Sounds like you do have a keylogger or tracker on your computer the avg program you have wont catch this type of thing go to avg homepage and get their trial of the new avg anti malware i had the normal avg and i had so many viruses on my computer i didn’t know what to do and i contacted avg and they said for me to visit their home page and download their trials and see which one helped and the malware was able to rid my computer of everything that the normal avg didn’t detected i hope this helps you out :)
I recommend closing your Ebay and PayPal accounts (I did recently). Ebay has tremendous security problems, I wouldn’t (and don’t) trust them with my money anymore. My account was hacked in a similar way to yours. And then the winning bidder in my auction was a Nigerian scam. I have a recent entry in my blog with more details. Ebay is not worth the hassle and security risk.
I now use craigslist for buying and selling junk (cash in person).
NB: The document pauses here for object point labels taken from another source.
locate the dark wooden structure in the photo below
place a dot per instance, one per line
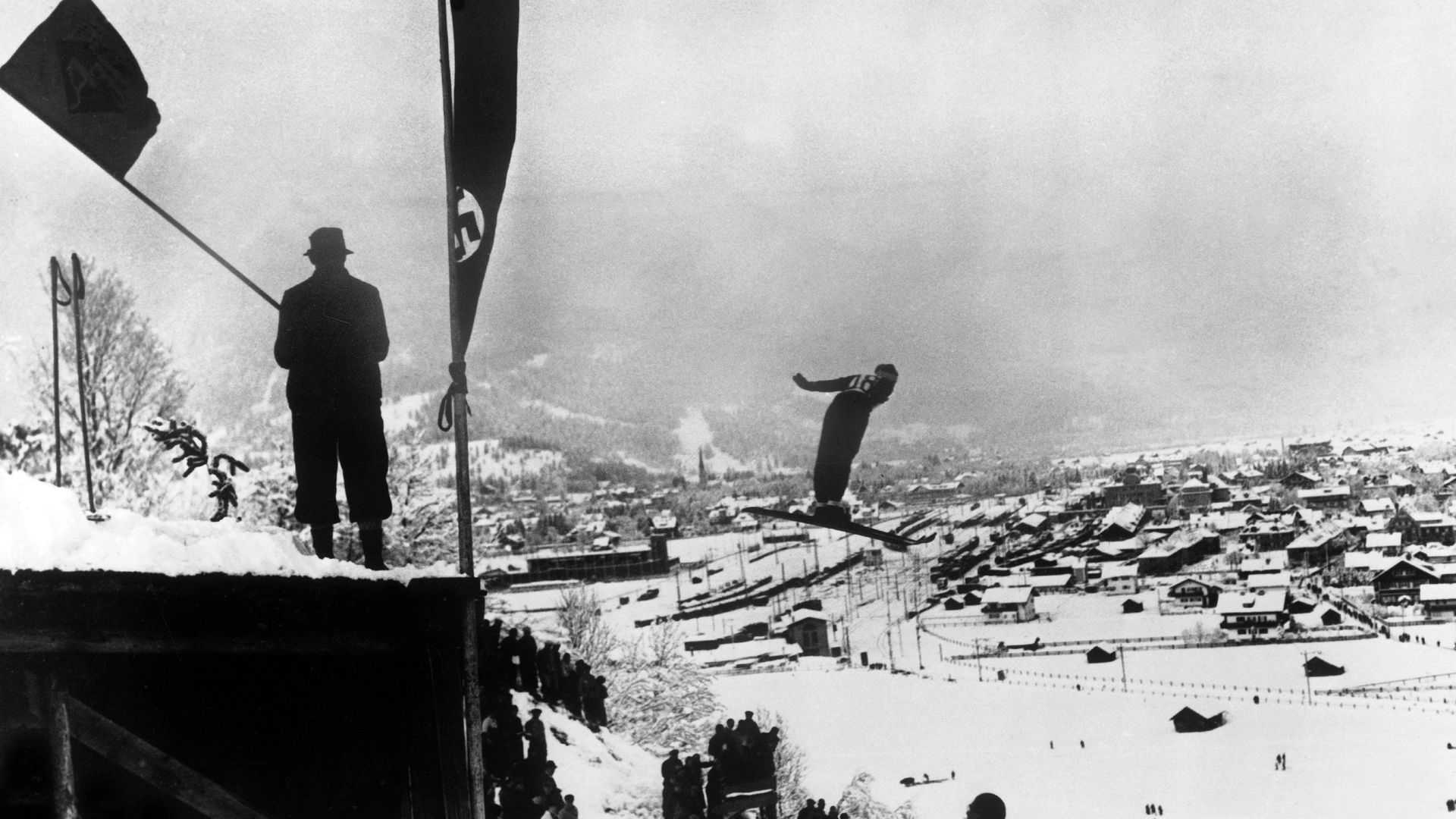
(234, 697)
(1316, 667)
(1193, 722)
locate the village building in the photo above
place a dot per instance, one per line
(1401, 583)
(1194, 494)
(1264, 535)
(1423, 526)
(1250, 615)
(1378, 507)
(1123, 522)
(1318, 545)
(810, 632)
(1011, 604)
(1131, 488)
(1388, 544)
(1301, 482)
(1193, 594)
(1439, 599)
(1310, 449)
(1326, 497)
(1180, 550)
(1120, 579)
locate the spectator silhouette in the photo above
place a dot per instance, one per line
(331, 340)
(535, 730)
(526, 649)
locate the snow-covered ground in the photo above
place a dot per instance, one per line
(1025, 745)
(46, 528)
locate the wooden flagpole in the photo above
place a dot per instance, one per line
(465, 518)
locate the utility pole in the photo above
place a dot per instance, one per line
(890, 639)
(1310, 691)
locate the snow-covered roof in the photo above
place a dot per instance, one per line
(1432, 592)
(1272, 580)
(1006, 595)
(1382, 539)
(1251, 602)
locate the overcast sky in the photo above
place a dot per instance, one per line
(1050, 212)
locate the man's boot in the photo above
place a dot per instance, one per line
(372, 539)
(322, 539)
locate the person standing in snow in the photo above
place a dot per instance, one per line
(510, 657)
(331, 340)
(528, 651)
(843, 428)
(535, 730)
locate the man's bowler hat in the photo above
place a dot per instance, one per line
(327, 242)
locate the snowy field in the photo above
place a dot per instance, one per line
(999, 738)
(1076, 618)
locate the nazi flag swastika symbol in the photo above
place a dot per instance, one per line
(469, 222)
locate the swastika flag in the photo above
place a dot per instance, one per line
(485, 37)
(76, 74)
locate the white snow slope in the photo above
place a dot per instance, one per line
(1024, 744)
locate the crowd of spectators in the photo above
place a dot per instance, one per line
(742, 758)
(519, 771)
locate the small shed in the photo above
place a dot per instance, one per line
(1315, 667)
(808, 630)
(1193, 722)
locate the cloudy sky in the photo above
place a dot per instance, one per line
(1043, 213)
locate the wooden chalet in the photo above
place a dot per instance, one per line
(1301, 482)
(1250, 615)
(1318, 545)
(1133, 488)
(1193, 594)
(1439, 599)
(237, 697)
(1401, 583)
(1266, 535)
(1423, 526)
(1326, 497)
(1014, 604)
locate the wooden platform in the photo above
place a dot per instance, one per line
(224, 695)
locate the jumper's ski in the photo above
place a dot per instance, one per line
(890, 539)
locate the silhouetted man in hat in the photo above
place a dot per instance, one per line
(331, 340)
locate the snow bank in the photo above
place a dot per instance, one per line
(1060, 752)
(44, 528)
(607, 774)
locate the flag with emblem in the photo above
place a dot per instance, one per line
(76, 74)
(485, 37)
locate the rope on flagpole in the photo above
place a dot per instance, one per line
(457, 387)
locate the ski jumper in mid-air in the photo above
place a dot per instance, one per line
(845, 423)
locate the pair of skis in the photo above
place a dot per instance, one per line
(890, 539)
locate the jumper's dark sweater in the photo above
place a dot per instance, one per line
(845, 423)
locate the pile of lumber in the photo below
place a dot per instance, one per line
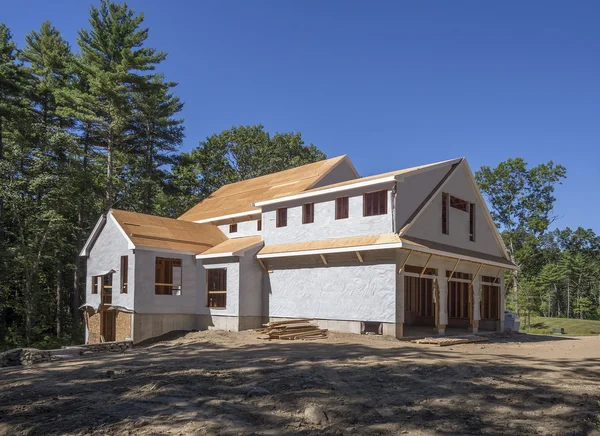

All the small online merchants take credit cards nowadays, you don’t really need a PayPal account except for Ebay.
If you wanted to know if the eBay email was authentic, you can read the complete headers to see if it was really sent by them or spoofed.
Another trick you should look out for with stuff like this is phishers will email you with something like this, and, courteous people that they are, will provide a link that appears to go directly to the login page of your ebay account so you can quickly change your password. But instead, the link goes to their site, so when you login to change your password they’ve got your username and password.
You should purchase the One Time Password utility that PayPal sells for $5 for more security. I think business accounts get it for free.
Yes, this is indeed quite scary. I wouldn’t have caught on for another 2 months when I next decided log into Ebay and found a problem.
How do you think they got it, by hacking ebay, from a phisher email, or by just guessing your password with some hacking software?
There’s a neat little tool from Microsoft.com that I always use when creating passwords, a “Password Checker”, here’s a link! https://www.microsoft.com/protect/yourself/password/checker.mspx
No fun. I forgot I even have an ebay account until they sent me a message reminding me.
I always quickly check most emails even if I think it might be phishy just in case. Stuff like this makes me want to have secureid for everything.
Take a look at Roboform.com. This password protection program is superb! It encrypts your passwords and enters them automatically. It also will create random passwords for you. You can lock it completely by password to the program itself. It eliminates all possibility of a keyboard spy program. It comes in two versions…one for a desktop, one you can run on your flashdisk and carry with you…use it on ANY computer, and it doesn’t leave any data on the computer on which you use it.
I received the same email about a year ago. The most frustrating thing is that eBay won’t tell you how they know your account was hacked because they don’t want hackers finding out how to get around their tactics. The problem is that you as the end user can’t figure out how to better prevent the problem it in the future other than guessing.